PM meet mulls ways to curb inflation
India's top economic managers on Tuesday went into a huddle to devise a strategy to combat high prices that are threatening to create a major political crisis for the ruling UPA coalition.
India's top economic managers on Tuesday went into a huddle to devise a strategy to combat high prices that are threatening to create a major political crisis for the ruling UPA coalition. The 90-minute meeting chaired by Prime Minister Manmohan Singh, however, remained inconclusive.
With vegetable supply crunches mainly affecting urban centres, agriculture minister Sharad Pawar unveiled a new scheme to "quickly" build vegetable-only farm clusters around major cities and towns.
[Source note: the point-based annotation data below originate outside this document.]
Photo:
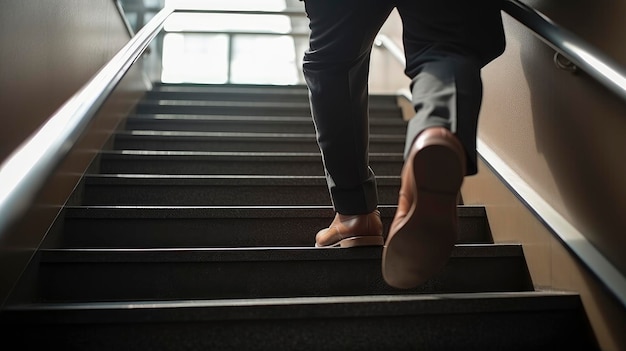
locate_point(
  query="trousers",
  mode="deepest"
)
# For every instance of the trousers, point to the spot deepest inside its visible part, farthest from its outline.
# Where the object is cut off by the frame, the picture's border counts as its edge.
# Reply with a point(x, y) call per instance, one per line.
point(446, 44)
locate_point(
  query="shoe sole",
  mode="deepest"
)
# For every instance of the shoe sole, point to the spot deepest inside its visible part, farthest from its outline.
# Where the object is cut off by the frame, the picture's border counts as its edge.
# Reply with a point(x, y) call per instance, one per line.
point(423, 243)
point(357, 241)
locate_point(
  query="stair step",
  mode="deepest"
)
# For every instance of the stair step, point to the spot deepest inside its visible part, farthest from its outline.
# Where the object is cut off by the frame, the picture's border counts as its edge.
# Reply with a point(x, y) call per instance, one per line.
point(218, 190)
point(249, 93)
point(485, 321)
point(259, 124)
point(243, 89)
point(235, 163)
point(201, 273)
point(237, 141)
point(152, 227)
point(257, 108)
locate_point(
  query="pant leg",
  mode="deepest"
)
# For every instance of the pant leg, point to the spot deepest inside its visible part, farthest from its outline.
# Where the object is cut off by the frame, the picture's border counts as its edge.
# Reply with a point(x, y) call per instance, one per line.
point(336, 69)
point(447, 42)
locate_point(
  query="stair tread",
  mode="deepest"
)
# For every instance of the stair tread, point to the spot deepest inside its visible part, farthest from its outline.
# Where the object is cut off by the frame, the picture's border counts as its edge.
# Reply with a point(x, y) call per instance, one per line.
point(261, 156)
point(251, 118)
point(320, 306)
point(226, 254)
point(278, 136)
point(157, 212)
point(219, 179)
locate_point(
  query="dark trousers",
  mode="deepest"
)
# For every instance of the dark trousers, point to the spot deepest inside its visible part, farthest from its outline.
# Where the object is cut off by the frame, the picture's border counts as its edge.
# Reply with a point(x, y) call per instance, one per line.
point(446, 43)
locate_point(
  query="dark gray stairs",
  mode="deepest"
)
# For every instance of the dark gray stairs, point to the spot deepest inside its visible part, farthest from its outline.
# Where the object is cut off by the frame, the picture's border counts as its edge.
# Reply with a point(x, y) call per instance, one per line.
point(196, 231)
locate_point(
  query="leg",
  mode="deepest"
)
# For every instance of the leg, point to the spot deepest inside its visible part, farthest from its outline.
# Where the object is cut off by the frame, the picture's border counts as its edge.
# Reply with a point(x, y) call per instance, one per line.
point(336, 69)
point(444, 58)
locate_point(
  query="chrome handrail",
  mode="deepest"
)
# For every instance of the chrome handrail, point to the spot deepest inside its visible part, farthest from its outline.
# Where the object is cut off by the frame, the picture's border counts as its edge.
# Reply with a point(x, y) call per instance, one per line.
point(26, 170)
point(577, 51)
point(598, 66)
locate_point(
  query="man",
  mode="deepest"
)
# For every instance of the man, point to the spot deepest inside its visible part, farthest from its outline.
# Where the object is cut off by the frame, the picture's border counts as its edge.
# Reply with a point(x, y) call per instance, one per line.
point(446, 43)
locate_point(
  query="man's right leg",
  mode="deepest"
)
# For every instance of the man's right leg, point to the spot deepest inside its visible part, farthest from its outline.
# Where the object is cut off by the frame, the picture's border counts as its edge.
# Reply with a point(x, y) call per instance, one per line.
point(336, 69)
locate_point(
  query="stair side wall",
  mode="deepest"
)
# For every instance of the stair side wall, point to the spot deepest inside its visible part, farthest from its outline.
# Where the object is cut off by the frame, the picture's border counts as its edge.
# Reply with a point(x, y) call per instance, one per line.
point(49, 50)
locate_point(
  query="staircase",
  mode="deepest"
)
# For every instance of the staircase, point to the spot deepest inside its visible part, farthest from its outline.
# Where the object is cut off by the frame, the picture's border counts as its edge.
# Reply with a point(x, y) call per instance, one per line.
point(195, 231)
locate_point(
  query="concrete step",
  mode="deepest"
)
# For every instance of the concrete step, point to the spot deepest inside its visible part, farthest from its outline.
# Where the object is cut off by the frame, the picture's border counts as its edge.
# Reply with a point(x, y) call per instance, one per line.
point(247, 93)
point(82, 275)
point(246, 108)
point(237, 141)
point(236, 163)
point(216, 190)
point(234, 123)
point(152, 227)
point(481, 321)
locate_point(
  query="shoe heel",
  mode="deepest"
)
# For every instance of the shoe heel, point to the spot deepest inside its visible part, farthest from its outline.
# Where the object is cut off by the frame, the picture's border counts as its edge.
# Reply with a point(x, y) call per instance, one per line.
point(367, 240)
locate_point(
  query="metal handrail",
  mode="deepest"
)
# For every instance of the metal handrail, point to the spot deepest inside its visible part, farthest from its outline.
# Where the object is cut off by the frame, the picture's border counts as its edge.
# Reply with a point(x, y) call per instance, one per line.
point(598, 66)
point(567, 44)
point(578, 52)
point(26, 170)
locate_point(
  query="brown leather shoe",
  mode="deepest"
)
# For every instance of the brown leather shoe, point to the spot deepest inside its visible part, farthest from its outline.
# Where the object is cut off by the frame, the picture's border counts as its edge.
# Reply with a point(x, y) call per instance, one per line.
point(424, 229)
point(350, 231)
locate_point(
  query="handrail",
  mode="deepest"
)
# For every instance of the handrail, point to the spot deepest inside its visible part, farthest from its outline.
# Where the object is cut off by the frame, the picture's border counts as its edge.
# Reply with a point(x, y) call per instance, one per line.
point(578, 52)
point(26, 170)
point(606, 72)
point(122, 13)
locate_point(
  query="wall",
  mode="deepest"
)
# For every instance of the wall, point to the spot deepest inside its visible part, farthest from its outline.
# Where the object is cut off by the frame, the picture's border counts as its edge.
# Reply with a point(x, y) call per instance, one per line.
point(49, 50)
point(564, 134)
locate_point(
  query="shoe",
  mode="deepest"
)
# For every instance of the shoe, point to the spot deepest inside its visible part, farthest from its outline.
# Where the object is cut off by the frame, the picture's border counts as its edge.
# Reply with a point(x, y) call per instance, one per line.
point(352, 230)
point(424, 229)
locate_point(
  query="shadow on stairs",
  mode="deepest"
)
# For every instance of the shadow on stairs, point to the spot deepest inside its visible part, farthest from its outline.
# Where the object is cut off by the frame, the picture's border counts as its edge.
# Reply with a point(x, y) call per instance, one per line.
point(196, 231)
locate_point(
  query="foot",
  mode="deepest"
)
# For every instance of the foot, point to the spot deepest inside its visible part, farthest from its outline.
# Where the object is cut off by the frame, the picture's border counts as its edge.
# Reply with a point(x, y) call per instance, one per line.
point(351, 231)
point(424, 229)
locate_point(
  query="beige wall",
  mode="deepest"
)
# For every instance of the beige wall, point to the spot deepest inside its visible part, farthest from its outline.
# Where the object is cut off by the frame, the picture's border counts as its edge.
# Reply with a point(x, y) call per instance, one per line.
point(564, 134)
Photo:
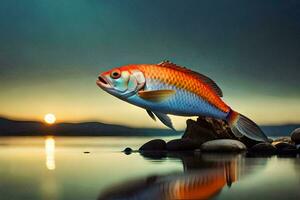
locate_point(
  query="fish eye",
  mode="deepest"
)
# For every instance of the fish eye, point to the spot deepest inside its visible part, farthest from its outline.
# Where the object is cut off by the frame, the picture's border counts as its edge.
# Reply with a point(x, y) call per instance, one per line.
point(115, 74)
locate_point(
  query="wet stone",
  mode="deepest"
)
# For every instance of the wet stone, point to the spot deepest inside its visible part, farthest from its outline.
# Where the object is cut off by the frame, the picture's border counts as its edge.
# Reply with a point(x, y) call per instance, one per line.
point(154, 145)
point(223, 145)
point(263, 148)
point(295, 136)
point(127, 150)
point(182, 145)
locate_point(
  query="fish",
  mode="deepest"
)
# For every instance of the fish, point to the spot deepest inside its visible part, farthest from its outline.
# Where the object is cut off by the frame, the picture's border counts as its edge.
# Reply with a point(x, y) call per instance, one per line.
point(167, 88)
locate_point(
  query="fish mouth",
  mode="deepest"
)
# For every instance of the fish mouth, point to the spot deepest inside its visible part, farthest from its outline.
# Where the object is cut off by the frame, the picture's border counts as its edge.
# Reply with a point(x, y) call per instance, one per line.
point(103, 82)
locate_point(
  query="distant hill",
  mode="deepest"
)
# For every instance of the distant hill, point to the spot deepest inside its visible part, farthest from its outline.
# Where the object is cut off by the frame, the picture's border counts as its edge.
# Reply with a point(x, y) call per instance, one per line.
point(32, 128)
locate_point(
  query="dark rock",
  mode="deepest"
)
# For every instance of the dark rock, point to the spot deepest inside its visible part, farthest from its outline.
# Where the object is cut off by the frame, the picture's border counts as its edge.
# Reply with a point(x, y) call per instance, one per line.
point(223, 145)
point(199, 132)
point(154, 145)
point(182, 145)
point(206, 129)
point(263, 148)
point(282, 140)
point(284, 145)
point(127, 150)
point(154, 154)
point(295, 136)
point(286, 148)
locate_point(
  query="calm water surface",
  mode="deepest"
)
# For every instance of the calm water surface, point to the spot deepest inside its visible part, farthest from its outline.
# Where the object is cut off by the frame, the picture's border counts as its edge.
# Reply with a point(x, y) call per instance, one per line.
point(60, 168)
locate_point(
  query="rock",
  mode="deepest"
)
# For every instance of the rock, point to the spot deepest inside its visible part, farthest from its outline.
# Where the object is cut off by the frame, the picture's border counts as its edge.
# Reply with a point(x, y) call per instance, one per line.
point(298, 147)
point(206, 129)
point(286, 148)
point(199, 132)
point(182, 145)
point(263, 148)
point(127, 150)
point(295, 136)
point(282, 140)
point(154, 145)
point(223, 145)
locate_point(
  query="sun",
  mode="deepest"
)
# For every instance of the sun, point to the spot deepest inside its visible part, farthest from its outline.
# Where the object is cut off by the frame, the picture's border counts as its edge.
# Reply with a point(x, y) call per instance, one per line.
point(50, 118)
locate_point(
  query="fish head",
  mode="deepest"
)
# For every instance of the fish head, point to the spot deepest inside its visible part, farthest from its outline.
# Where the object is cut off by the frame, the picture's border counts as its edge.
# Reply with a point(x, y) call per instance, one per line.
point(122, 82)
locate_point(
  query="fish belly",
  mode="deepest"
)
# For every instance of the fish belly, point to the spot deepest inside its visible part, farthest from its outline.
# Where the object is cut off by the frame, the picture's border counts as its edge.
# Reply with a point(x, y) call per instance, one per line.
point(182, 103)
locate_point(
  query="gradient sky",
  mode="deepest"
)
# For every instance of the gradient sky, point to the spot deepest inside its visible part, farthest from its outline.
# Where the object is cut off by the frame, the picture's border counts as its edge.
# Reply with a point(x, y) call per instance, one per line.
point(51, 52)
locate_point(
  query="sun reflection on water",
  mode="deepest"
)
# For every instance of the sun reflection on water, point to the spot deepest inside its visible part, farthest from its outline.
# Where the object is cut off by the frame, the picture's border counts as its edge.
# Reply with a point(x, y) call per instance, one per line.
point(50, 152)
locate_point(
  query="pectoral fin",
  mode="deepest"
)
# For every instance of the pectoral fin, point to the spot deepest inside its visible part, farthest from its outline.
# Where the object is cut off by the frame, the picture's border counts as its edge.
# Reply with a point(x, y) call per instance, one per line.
point(156, 95)
point(150, 113)
point(165, 119)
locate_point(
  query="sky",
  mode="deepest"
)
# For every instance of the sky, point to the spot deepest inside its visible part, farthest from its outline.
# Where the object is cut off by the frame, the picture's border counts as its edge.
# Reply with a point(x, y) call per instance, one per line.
point(52, 51)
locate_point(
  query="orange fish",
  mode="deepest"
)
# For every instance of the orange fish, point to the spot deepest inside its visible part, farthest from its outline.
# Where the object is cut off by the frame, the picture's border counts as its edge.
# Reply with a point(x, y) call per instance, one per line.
point(166, 88)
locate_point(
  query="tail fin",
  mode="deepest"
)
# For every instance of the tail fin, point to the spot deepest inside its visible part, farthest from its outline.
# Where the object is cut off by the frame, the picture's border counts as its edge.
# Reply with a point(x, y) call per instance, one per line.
point(242, 126)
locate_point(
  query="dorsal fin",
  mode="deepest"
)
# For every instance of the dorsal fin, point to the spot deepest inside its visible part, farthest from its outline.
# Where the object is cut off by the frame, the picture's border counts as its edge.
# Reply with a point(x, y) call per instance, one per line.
point(204, 78)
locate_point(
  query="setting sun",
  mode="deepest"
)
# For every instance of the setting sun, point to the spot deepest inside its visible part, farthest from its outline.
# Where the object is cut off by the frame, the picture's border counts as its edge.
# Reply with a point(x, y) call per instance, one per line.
point(50, 118)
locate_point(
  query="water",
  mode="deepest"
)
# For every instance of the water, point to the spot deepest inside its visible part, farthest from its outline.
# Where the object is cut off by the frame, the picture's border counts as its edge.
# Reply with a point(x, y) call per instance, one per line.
point(94, 168)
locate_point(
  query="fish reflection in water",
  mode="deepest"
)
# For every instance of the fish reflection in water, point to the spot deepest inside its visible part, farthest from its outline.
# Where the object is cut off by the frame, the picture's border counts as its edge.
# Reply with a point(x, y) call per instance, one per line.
point(203, 179)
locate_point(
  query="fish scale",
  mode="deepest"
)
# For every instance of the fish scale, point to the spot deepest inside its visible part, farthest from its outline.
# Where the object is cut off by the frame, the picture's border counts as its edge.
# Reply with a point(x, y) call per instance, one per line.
point(166, 88)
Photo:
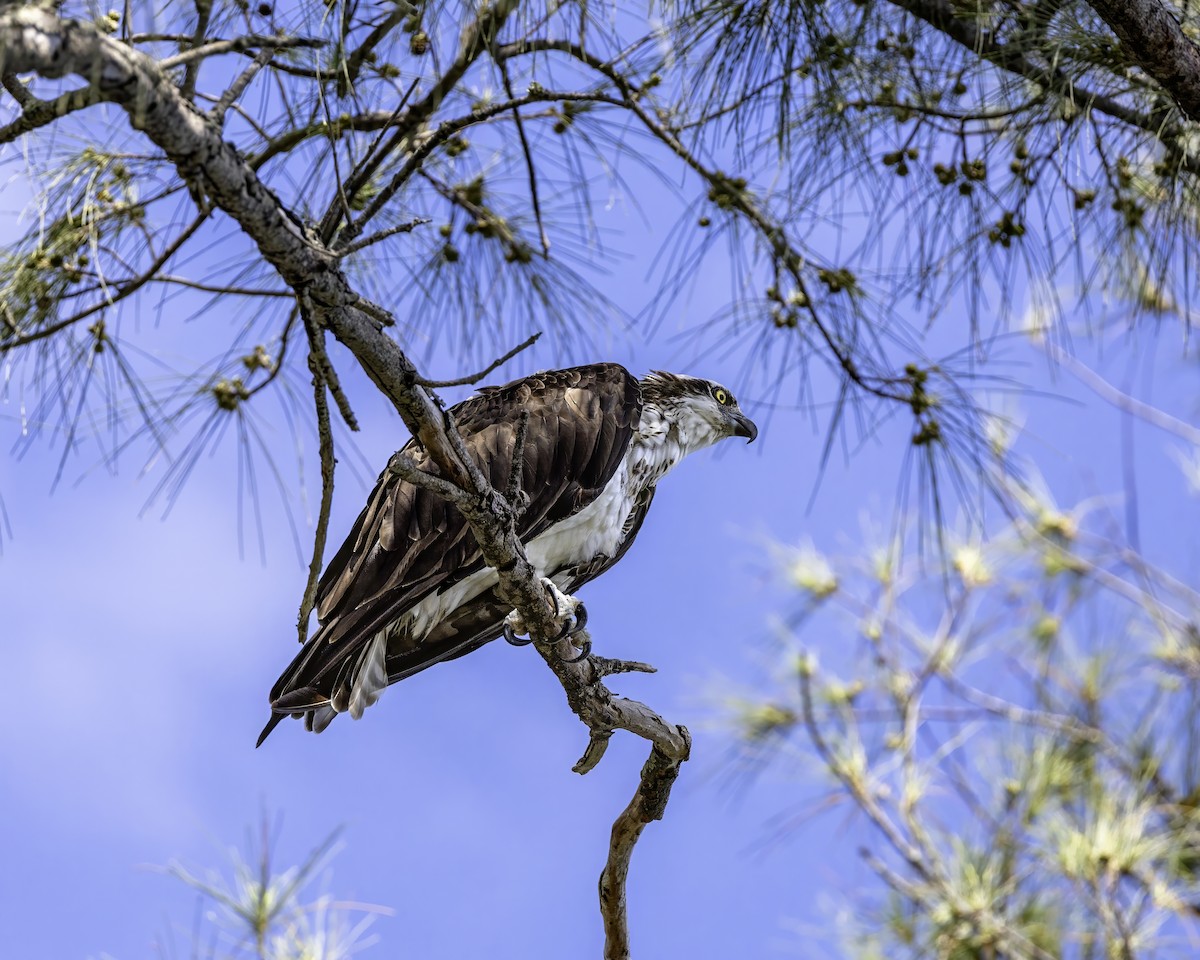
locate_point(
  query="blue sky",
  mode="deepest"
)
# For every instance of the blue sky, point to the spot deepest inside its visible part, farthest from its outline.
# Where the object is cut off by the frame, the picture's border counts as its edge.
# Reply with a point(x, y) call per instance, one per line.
point(138, 653)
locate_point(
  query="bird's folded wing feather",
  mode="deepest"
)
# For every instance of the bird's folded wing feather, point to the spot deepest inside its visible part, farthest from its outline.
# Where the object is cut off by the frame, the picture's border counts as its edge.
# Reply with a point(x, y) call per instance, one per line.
point(408, 541)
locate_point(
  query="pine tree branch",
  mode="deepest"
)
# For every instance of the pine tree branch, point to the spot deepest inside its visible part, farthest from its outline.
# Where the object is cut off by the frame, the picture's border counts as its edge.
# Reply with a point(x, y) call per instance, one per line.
point(1156, 41)
point(34, 40)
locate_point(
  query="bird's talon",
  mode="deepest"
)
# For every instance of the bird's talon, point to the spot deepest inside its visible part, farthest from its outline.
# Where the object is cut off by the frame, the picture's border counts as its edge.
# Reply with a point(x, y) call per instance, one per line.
point(568, 628)
point(581, 619)
point(510, 635)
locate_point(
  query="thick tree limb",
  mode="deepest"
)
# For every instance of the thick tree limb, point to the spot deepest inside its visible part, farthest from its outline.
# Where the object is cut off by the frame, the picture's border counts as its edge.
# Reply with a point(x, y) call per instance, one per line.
point(648, 804)
point(1156, 41)
point(33, 40)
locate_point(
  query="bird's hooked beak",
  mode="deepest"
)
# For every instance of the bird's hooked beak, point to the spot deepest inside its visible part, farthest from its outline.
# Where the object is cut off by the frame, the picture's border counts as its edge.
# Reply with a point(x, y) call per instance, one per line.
point(743, 426)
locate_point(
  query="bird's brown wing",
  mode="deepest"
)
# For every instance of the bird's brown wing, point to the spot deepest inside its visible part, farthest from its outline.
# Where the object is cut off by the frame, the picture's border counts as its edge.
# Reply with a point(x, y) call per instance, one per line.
point(408, 543)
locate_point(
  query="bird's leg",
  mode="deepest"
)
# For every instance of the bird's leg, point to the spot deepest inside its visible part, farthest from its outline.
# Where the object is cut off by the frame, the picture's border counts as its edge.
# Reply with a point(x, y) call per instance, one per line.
point(571, 612)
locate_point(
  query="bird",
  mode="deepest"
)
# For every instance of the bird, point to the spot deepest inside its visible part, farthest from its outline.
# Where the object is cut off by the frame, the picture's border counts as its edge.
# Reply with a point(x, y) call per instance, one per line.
point(409, 588)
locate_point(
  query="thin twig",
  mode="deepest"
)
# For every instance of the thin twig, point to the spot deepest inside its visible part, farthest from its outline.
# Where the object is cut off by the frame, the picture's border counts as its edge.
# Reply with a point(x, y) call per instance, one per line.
point(239, 85)
point(203, 11)
point(407, 469)
point(328, 463)
point(528, 155)
point(321, 357)
point(477, 377)
point(238, 45)
point(382, 235)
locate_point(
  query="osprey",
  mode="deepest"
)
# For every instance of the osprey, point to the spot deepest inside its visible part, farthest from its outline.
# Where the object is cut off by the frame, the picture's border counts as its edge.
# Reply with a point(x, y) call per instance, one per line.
point(409, 588)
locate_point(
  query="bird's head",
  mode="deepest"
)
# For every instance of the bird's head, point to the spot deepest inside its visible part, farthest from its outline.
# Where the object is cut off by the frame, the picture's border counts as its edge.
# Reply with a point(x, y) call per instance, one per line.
point(703, 412)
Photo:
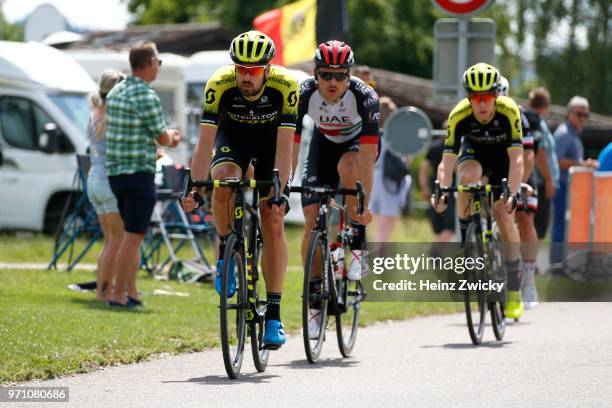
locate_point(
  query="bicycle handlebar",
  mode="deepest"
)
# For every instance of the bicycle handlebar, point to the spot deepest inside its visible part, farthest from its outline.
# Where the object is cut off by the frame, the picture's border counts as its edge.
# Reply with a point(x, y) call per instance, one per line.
point(359, 192)
point(487, 188)
point(234, 183)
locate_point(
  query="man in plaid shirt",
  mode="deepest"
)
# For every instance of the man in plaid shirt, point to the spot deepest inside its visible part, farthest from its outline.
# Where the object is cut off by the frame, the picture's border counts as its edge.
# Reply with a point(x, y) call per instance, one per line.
point(135, 126)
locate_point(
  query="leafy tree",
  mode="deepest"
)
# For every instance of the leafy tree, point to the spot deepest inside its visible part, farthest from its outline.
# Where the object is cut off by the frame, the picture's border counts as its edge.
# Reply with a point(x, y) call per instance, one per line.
point(8, 31)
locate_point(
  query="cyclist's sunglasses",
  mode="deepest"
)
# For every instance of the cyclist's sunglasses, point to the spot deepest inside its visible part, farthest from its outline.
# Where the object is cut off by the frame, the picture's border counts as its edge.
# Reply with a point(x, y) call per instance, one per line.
point(582, 114)
point(251, 70)
point(482, 96)
point(338, 76)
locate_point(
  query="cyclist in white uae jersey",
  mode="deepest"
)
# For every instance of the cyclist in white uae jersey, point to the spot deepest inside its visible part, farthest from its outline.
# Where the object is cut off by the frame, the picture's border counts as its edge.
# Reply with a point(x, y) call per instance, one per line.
point(344, 144)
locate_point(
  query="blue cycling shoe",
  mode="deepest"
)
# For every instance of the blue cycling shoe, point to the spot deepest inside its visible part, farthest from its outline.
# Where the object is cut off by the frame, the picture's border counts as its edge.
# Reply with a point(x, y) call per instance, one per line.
point(274, 336)
point(231, 281)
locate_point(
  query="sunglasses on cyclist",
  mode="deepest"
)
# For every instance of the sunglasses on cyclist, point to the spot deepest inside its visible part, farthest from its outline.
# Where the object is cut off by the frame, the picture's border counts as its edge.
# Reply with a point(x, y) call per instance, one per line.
point(338, 76)
point(251, 70)
point(482, 97)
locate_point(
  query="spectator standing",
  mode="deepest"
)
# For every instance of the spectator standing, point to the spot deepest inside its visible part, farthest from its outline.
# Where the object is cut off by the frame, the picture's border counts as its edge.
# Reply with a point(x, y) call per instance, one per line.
point(98, 187)
point(135, 123)
point(545, 177)
point(569, 153)
point(443, 224)
point(605, 158)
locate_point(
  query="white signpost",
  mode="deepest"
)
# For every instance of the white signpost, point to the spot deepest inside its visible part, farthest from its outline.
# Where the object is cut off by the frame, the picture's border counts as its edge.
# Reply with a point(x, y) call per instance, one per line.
point(460, 42)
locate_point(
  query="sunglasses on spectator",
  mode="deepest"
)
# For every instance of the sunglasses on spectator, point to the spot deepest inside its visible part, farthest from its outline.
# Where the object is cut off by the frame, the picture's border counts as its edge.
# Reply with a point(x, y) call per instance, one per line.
point(338, 76)
point(482, 97)
point(251, 70)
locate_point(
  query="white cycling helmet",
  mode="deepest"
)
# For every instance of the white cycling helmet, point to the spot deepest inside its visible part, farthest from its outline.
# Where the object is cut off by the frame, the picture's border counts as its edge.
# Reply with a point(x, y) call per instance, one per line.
point(504, 86)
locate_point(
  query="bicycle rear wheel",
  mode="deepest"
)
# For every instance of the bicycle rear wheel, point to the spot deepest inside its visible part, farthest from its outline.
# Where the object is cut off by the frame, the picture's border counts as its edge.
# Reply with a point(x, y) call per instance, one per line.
point(256, 325)
point(497, 302)
point(317, 258)
point(232, 311)
point(475, 298)
point(347, 323)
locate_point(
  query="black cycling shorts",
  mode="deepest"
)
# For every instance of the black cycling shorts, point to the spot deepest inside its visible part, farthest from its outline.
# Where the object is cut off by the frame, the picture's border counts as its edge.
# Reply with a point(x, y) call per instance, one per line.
point(321, 165)
point(240, 145)
point(528, 202)
point(494, 160)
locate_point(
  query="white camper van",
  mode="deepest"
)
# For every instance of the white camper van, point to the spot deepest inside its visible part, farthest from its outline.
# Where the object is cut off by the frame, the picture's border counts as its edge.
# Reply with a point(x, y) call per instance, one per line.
point(43, 119)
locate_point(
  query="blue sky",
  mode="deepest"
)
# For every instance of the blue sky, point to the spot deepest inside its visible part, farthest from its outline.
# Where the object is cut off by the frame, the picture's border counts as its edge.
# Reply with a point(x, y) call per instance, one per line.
point(90, 14)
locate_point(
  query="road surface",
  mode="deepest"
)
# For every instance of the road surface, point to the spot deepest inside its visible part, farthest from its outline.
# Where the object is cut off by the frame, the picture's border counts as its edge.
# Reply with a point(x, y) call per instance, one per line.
point(559, 355)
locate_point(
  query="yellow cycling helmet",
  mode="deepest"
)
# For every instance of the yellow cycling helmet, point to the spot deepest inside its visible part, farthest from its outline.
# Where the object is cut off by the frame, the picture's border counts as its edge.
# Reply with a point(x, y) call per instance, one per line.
point(481, 78)
point(252, 47)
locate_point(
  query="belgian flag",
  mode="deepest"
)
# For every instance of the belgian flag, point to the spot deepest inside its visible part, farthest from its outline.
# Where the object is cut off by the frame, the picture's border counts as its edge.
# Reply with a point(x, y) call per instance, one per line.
point(297, 28)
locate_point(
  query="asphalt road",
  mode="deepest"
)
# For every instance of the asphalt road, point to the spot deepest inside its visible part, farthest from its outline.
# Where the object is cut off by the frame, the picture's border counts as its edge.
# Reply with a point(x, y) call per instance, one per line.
point(558, 355)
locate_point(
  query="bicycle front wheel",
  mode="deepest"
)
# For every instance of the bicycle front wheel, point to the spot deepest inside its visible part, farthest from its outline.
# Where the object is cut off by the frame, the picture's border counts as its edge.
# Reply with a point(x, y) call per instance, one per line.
point(475, 299)
point(232, 310)
point(314, 305)
point(497, 301)
point(347, 323)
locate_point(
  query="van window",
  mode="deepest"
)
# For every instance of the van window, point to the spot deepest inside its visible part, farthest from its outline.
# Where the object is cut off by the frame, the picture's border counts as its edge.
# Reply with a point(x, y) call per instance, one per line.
point(76, 107)
point(40, 120)
point(17, 123)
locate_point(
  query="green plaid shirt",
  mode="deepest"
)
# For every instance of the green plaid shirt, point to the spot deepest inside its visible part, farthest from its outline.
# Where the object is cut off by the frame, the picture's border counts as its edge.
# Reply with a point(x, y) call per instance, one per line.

"Under the new scheme, the Centre will fund states to enable vegetable clusters within a 50-km radius of major cities that should start producing within a year," agriculture secretary PK Basu told HT.
There was immense concern at the meeting about the price situation in an "overheating economy". An economy is said to overheat when rapid growth pushes up demand, and thereby, inflation.
Since food inflation remains entrenched in a clutch of items such as vegetables, milk and eggs (and not in wheat, rice and lentils, whose prices are relatively stable), the government has decided to embark on "sectoral interventions" or commodity-wise measures. The ban on onion exports last month was one such step to control food prices that surged 18.3% in the week ended December 25, the highest rise since July 2010.
"There are supply constraints but the bigger issue is whether we are overheating," Planning Commission member Abhijit Sen said. "The government will have to take a considered view on this."
Three sets of key policy-influencing data will be released over the next three days —
factory output growth on Wednesday, food inflation on Thursday and consolidated monthly inflation on Friday.
The challenge before the government is to control prices without compromising economic growth that hit 8.9% in April-October 2010, and is poised to cross 9% for the full fiscal.